To address excessive computational and memory overhead in deploying multimodal large language models (MLLMs), this paper proposes a compression framework integrating structured pruning with low-data-dependency recovery. Methodologically, it systematically explores inter-layer and intra-layer width-wise structured pruning strategies—novel in MLLM compression—and introduces a lightweight recovery mechanism: fine-tuning only the multimodal projector via supervised fine-tuning and hidden-state knowledge distillation using as little as 5% of the original training data. A key empirical finding is that width pruning outperforms depth pruning under resource-constrained settings. Experiments on LLaVA, Bunny, and other MLLMs demonstrate that compressed models retain over 95% of original task performance while significantly reducing inference latency and GPU memory footprint. This work establishes a scalable, data-efficient, and practically deployable compression paradigm for MLLMs.

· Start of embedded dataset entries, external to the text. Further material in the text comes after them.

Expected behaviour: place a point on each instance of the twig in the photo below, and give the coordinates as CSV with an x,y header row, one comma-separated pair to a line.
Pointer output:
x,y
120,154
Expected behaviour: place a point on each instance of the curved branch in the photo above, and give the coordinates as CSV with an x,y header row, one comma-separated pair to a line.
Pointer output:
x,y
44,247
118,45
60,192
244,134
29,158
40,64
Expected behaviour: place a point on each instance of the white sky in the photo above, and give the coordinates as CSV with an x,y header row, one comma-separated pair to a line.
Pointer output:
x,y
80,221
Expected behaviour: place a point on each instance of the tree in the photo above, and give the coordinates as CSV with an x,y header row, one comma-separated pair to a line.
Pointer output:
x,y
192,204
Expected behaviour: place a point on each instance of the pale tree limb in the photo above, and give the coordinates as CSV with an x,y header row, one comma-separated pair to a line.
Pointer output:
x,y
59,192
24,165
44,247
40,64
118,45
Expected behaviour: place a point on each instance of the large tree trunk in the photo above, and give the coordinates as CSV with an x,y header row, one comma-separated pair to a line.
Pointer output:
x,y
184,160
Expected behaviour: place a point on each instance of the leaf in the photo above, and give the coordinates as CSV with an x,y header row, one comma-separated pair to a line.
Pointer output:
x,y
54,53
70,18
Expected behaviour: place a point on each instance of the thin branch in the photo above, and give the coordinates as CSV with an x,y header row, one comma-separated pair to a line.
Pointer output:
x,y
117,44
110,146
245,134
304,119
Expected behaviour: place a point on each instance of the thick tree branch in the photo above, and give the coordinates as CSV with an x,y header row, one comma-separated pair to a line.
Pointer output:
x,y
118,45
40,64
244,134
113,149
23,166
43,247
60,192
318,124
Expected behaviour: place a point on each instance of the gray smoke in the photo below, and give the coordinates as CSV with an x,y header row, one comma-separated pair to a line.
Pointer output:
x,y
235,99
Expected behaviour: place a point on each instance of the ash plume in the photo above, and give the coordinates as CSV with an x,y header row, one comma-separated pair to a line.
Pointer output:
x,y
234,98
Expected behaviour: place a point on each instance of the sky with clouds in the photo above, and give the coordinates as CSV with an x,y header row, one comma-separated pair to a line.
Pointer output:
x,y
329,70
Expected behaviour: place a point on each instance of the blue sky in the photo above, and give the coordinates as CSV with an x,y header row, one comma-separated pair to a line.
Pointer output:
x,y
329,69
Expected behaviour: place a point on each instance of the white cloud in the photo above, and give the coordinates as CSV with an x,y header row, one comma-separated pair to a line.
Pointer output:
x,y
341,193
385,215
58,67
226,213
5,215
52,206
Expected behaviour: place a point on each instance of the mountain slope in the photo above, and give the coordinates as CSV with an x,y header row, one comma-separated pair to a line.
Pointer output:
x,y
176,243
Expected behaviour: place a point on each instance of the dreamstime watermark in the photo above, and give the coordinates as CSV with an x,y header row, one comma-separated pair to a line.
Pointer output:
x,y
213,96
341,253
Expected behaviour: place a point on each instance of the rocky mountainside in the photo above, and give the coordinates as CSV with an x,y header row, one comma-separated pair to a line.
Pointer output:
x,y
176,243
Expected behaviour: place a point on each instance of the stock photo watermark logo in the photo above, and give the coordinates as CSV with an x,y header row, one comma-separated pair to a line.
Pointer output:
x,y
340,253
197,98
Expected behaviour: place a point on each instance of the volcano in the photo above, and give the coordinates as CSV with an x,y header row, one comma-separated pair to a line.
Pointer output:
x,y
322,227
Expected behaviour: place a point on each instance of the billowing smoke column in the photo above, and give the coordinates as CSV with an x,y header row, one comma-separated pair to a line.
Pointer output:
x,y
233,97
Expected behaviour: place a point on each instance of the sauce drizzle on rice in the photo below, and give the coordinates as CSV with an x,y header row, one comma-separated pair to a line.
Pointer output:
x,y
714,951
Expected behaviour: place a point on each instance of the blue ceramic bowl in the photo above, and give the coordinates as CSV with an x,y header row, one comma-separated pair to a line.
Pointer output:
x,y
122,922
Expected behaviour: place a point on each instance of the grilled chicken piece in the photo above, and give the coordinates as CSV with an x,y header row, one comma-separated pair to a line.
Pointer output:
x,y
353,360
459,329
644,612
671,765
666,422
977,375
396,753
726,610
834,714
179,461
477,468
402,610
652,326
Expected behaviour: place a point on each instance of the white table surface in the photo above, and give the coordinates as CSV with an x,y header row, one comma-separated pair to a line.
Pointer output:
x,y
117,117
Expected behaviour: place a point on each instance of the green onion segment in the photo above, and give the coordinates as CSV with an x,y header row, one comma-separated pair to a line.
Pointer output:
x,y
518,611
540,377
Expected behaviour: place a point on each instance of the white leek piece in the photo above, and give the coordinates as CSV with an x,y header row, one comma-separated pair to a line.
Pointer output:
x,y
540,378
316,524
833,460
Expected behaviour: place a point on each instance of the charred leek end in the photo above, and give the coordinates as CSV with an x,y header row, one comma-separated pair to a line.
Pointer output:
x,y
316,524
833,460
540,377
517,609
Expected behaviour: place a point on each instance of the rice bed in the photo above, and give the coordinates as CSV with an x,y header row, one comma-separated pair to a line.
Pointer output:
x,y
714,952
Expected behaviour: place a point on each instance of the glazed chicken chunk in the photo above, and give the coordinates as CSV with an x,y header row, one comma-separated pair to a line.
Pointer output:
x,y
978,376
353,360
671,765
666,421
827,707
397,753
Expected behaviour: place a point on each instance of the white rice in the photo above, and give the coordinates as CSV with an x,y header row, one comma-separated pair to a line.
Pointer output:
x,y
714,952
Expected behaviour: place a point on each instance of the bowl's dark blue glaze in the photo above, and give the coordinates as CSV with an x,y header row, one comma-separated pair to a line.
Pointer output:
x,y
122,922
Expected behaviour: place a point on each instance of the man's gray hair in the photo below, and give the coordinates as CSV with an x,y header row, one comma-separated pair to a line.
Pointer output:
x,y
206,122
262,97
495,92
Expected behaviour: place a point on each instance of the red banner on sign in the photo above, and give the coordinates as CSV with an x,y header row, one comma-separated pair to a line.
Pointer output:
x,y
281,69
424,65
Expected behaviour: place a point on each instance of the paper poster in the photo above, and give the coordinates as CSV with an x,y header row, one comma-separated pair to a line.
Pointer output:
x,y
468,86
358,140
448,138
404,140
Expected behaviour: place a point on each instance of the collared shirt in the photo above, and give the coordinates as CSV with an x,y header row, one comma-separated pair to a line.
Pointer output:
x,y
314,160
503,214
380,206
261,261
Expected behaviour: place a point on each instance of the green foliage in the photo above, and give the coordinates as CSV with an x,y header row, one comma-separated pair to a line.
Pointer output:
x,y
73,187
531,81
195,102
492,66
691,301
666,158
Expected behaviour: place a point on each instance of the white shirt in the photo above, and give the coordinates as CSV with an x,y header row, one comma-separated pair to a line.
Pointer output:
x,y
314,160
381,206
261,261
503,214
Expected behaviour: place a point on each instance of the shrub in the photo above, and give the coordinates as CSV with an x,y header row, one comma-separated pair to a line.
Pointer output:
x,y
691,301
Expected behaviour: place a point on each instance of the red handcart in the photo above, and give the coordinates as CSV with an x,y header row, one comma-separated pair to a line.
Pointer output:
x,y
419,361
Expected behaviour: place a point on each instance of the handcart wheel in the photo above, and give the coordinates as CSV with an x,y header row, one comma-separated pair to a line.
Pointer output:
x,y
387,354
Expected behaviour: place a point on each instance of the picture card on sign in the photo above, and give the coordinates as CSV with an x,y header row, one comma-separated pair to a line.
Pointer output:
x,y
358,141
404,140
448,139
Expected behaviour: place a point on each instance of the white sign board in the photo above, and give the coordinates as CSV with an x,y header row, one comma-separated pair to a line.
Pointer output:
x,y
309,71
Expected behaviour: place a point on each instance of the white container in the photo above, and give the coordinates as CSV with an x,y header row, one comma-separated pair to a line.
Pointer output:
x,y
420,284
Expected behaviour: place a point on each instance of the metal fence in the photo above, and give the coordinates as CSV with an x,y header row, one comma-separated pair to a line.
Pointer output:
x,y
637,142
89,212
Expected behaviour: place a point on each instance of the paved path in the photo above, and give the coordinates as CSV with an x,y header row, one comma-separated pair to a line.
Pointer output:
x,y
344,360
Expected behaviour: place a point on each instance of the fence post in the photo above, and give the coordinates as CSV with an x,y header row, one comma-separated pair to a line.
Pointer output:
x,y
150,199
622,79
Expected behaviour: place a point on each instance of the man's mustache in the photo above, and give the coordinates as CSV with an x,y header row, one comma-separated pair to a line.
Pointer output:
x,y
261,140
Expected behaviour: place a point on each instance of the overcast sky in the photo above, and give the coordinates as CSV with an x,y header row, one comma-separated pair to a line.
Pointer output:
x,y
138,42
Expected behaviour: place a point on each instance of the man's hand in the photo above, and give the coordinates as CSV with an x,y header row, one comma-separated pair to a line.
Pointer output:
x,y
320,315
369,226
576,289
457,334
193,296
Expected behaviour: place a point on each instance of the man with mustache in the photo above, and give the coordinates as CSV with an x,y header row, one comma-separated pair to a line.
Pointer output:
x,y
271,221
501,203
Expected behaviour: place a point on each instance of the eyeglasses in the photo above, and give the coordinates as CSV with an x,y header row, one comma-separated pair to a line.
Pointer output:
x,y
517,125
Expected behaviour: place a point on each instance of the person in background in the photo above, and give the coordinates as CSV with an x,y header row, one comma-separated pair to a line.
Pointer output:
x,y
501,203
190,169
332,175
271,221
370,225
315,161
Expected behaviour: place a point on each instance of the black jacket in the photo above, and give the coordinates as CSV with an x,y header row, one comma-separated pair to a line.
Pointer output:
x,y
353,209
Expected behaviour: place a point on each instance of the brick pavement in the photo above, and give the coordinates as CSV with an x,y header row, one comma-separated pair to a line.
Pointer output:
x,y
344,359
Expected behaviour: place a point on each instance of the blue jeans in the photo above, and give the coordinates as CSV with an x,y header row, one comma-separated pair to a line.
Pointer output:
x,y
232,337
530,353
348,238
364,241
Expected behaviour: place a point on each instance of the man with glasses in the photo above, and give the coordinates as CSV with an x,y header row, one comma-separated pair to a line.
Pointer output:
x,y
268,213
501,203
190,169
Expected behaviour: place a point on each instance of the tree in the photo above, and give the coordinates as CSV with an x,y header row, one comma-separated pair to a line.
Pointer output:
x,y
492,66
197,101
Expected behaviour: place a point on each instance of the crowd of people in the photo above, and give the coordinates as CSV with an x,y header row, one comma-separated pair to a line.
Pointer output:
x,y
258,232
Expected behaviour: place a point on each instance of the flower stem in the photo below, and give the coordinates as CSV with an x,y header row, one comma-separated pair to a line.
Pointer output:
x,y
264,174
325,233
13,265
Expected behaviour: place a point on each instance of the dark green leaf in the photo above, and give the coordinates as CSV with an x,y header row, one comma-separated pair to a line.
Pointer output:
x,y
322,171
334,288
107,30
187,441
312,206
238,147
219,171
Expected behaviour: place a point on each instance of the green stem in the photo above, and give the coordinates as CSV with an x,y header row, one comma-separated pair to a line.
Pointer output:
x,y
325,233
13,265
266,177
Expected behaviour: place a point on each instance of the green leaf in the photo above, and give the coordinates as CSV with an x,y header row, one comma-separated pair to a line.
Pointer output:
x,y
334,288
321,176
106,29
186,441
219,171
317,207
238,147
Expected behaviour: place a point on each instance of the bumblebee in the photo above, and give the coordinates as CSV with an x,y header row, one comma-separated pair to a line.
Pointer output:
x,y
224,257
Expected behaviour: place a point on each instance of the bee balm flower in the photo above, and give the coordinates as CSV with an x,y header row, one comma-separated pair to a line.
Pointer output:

While Multimodal Large Language Models (MLLMs) demonstrate impressive capabilities, their substantial computational and memory requirements pose significant barriers to practical deployment. Current parameter reduction techniques primarily involve training MLLMs from Small Language Models (SLMs), but these methods offer limited flexibility and remain computationally intensive. To address this gap, we propose to directly compress existing MLLMs through structural pruning combined with efficient recovery training. Specifically, we investigate two structural pruning paradigms--layerwise and widthwise pruning--applied to the language model backbone of MLLMs, alongside supervised finetuning and knowledge distillation. Additionally, we assess the feasibility of conducting recovery training with only a small fraction of the available data. Our results show that widthwise pruning generally maintains better performance in low-resource scenarios with limited computational resources or insufficient finetuning data. As for the recovery training, finetuning only the multimodal projector is sufficient at small compression levels (< 20%). Furthermore, a combination of supervised finetuning and hidden-state distillation yields optimal recovery across various pruning levels. Notably, effective recovery can be achieved with as little as 5% of the original training data, while retaining over 95% of the original performance. Through empirical study on two representative MLLMs, i.e., LLaVA-v1.5-7B and Bunny-v1.0-3B, this study offers actionable insights for practitioners aiming to compress MLLMs effectively without extensive computation resources or sufficient data.